GC Pressure

GC pressure is the strain on a garbage-collected runtime when your application creates many short-lived objects, causing garbage collection to run more often or take longer.

In languages with garbage collection (like Java, C#, or Go), the runtime periodically reclaims memory that your code no longer uses. That process is convenient, but it isn’t free.

GC pressure builds up when your program allocates lots of objects quickly—often because it’s turning every message into new temporary structures, strings, or copies. The faster you allocate, the more the garbage collector has to work to keep memory under control.

In market data pipelines, high GC pressure often shows up as latency spikes. The system may be fast most of the time, but occasional pauses or slowdowns happen when the runtime needs to reclaim memory and compact or scan heaps.

Real-time market data workloads care about consistent processing time. High GC pressure can increase tail latency, making quotes or trades appear “bursty” even when the network feed is steady.

Common causes include per-message allocations (creating new objects for every update), excessive string parsing, building temporary collections, and copying payloads between stages. High message rates amplify these patterns quickly. The result is more frequent GC cycles and larger heaps to scan.

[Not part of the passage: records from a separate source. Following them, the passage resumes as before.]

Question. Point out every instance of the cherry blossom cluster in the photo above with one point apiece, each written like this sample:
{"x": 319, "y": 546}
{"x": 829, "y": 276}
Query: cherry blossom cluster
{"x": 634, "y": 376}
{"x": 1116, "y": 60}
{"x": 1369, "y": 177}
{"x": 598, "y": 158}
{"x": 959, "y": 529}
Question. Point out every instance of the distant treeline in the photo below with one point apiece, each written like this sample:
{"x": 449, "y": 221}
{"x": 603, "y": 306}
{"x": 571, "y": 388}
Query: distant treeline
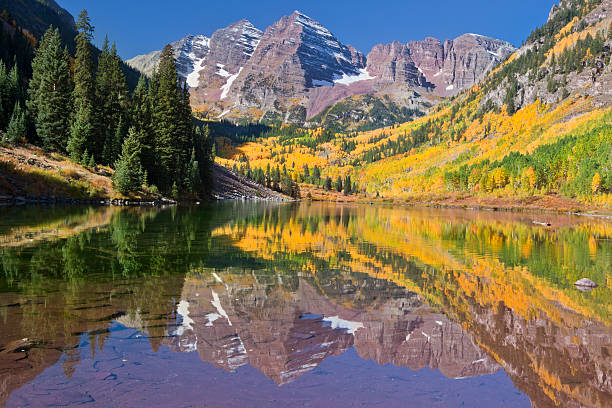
{"x": 82, "y": 106}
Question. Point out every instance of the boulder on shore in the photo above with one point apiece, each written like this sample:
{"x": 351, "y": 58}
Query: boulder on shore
{"x": 585, "y": 284}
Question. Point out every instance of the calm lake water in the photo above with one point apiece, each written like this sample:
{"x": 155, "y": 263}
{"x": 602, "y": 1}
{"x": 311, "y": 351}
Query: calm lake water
{"x": 314, "y": 305}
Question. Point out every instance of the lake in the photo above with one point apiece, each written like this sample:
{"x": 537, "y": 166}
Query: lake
{"x": 242, "y": 304}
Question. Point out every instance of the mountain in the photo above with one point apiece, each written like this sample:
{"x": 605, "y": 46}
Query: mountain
{"x": 297, "y": 70}
{"x": 537, "y": 125}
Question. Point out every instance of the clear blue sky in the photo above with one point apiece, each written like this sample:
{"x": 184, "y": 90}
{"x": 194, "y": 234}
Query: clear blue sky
{"x": 140, "y": 26}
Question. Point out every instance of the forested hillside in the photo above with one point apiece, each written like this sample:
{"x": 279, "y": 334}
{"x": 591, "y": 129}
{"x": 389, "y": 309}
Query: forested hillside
{"x": 80, "y": 105}
{"x": 539, "y": 124}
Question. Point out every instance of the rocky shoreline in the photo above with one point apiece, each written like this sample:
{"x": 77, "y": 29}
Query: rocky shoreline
{"x": 6, "y": 200}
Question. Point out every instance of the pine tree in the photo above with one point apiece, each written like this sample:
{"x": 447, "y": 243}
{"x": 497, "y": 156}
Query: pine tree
{"x": 193, "y": 181}
{"x": 128, "y": 175}
{"x": 52, "y": 99}
{"x": 17, "y": 129}
{"x": 339, "y": 184}
{"x": 9, "y": 93}
{"x": 112, "y": 95}
{"x": 347, "y": 185}
{"x": 316, "y": 175}
{"x": 166, "y": 111}
{"x": 82, "y": 130}
{"x": 38, "y": 69}
{"x": 327, "y": 184}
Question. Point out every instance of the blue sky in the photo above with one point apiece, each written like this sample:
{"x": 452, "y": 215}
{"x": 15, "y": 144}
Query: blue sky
{"x": 140, "y": 26}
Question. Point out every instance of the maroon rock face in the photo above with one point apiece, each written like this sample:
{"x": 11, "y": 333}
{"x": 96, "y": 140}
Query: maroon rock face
{"x": 297, "y": 68}
{"x": 285, "y": 337}
{"x": 392, "y": 63}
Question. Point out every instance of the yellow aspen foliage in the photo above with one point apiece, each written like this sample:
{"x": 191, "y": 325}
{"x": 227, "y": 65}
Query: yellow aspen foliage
{"x": 529, "y": 178}
{"x": 596, "y": 184}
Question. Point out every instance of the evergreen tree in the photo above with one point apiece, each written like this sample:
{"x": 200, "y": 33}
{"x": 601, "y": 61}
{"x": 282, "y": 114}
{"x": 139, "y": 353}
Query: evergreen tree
{"x": 52, "y": 97}
{"x": 193, "y": 182}
{"x": 316, "y": 175}
{"x": 38, "y": 69}
{"x": 17, "y": 129}
{"x": 9, "y": 93}
{"x": 347, "y": 185}
{"x": 339, "y": 184}
{"x": 82, "y": 130}
{"x": 328, "y": 184}
{"x": 166, "y": 117}
{"x": 112, "y": 95}
{"x": 128, "y": 175}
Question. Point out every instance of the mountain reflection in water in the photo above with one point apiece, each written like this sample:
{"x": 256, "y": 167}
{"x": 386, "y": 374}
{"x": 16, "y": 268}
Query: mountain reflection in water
{"x": 89, "y": 298}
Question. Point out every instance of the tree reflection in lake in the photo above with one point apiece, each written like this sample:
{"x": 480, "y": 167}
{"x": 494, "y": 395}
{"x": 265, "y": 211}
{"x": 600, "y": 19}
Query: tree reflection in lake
{"x": 291, "y": 289}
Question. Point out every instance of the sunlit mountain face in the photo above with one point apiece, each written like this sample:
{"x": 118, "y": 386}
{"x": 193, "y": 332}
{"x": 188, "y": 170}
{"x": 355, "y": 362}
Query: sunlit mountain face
{"x": 286, "y": 304}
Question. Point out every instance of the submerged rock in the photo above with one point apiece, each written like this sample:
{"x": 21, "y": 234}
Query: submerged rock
{"x": 585, "y": 284}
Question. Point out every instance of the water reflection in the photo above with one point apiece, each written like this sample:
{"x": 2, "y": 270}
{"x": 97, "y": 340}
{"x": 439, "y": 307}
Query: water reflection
{"x": 283, "y": 288}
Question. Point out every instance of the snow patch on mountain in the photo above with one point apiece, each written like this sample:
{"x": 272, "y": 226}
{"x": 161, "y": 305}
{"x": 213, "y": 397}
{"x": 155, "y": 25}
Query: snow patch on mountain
{"x": 346, "y": 79}
{"x": 338, "y": 323}
{"x": 230, "y": 80}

You can often reduce allocations by reusing buffers, using object pools carefully, avoiding unnecessary conversions, and choosing data structures that don’t create lots of temporary objects. Another practical step is to separate the hot path (ingestion + parsing) from heavier downstream work so that bursts don’t multiply allocations. Profiling allocation hotspots is usually more effective than guessing.

Garbage collection work competes with your application’s normal work for CPU time. Even “concurrent” collectors may introduce brief pauses or reduce throughput while they scan memory. That shows up as higher p99/p999 processing times, which can be more damaging than a small drop in average speed.

A service parses every incoming trade into a new object graph and converts timestamps into multiple string formats. At peak rates, GC runs frequently and p99 processing latency jumps. After switching to reusable message buffers and keeping timestamps in numeric form until needed, GC frequency drops and tail latency tightens.

If you consume CoinAPI’s Market Data API at high update rates, GC pressure can become the hidden reason your client falls behind during volatility. Reducing allocations in your parsing and normalization code can help you keep up with bursts of quotes and trades more reliably.